In conclusione il compito del giudice di legittimità è quello di stabilire se il giudice di merito abbia nell’esame degli elementi a sua disposizione fornito una loro corretta interpretazione, ed abbia reso esaustiva e convincente risposta alle deduzioni delle parti applicando esattamente le regole della logica per giustificare la scelta di determinate conclusioni a preferenza di altre (Cass. 6A 6 giugno 2002, Ragusa). Esula infatti dai poteri della Corte di Cassazione quello di una diversa lettura degli elementi di fatto posti a fondamento della decisione, la cui valutazione è riservata in via esclusiva al giudice di merito senza che possa integrare vizio di legittimità la mera prospettazione di una diversa valutazione delle risultanze processuali ritenute dal ricorrente più adeguate (Cass. S.U. 2.7.97 n. 6402, ud. 30.4.97, rv. 207944, Dessimone). Ora la motivazione della Corte territoriale appare congrua e immune da vizi logici: la Corte ha ricordato le precise dichiarazioni rese dalla p.o., riscontrate dalle stesse ammissioni dell’imputato di avere corrisposto somme al C. senza dimostrate ragioni plausibili e sempre in contanti, dal rinvenimento di cambiali rilasciate dalla parte offesa, dalle dichiarazioni rese dal teste M. che in dibattimento aveva inizialmente tentato di ritrattare quanto inizialmente dichiarato, nonchè dalle deposizioni rese da parte dei parenti della parte offesa ed infine dalle dichiarazioni e rese in istruttoria dal teste L. acquisite ex art. 512 c.p.p. che aveva riferito di un tentativo di arrivare ad una composizione dei rapporti davanti ad un avvocato.

Pertanto quanto riferito dalla parte offesa è stata vagliato attraverso molteplici riscontri. In relazione alla frase minacciosa le dichiarazioni della parte offesa sono riscontrate da quelle del padre che ha riferito di una frase sostanzialmente identica, quanto a contenuto intimidatorio, a quella che emerge dalle dichiarazioni del figlio.

Pertanto la motivazione appare congrua e logicamente coerente; mentre le cesure sono di mero fatto.

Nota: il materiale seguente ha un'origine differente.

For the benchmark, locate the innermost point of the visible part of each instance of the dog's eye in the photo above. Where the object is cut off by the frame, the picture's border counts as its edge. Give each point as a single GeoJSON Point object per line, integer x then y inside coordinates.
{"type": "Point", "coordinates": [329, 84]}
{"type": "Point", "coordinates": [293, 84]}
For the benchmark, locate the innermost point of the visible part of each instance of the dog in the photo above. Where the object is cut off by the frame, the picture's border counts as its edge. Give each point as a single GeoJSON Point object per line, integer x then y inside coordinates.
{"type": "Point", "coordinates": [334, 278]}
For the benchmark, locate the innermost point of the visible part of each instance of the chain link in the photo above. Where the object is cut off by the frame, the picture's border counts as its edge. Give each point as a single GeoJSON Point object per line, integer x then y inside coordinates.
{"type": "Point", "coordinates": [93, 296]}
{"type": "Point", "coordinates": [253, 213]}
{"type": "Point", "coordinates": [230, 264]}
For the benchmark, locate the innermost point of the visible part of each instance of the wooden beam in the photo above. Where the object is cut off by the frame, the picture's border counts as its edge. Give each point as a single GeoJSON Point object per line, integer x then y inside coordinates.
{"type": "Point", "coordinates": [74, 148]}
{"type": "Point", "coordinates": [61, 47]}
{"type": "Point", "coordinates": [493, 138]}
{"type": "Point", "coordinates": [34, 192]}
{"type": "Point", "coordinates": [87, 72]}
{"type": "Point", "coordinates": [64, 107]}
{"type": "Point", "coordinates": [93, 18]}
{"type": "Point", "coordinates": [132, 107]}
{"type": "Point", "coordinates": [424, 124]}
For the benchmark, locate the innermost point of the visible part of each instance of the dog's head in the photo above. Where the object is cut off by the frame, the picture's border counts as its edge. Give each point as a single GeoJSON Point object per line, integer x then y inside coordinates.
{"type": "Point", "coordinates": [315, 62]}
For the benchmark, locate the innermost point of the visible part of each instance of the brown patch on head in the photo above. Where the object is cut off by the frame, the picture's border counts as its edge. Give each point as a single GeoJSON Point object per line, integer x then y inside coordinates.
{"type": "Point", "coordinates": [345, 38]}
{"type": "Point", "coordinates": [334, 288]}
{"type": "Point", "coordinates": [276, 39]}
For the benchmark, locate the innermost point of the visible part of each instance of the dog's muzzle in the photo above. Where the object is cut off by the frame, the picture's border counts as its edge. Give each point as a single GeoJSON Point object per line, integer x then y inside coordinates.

Ai sensi dell’art. 616 c.p.p., con il provvedimento che dichiara inammissibile il ricorso, l’imputato che lo ha proposto deve essere condannato al pagamento delle spese del procedimento, nonchè – ravvisandosi profili di colpa nella determinazione della causa di inammissibilità – al pagamento a favore della Cassa delle ammende della somma di Euro mille, così equitativamente fissata in ragione dei motivi dedotti.
P.Q.M.

Dichiara inammissibile il ricorso e condanna il ricorrente al pagamento delle spese processuali e della somma di Euro mille alla Cassa delle ammende.

Testo non ufficiale. La sola stampa del bollettino ufficiale ha carattere legale.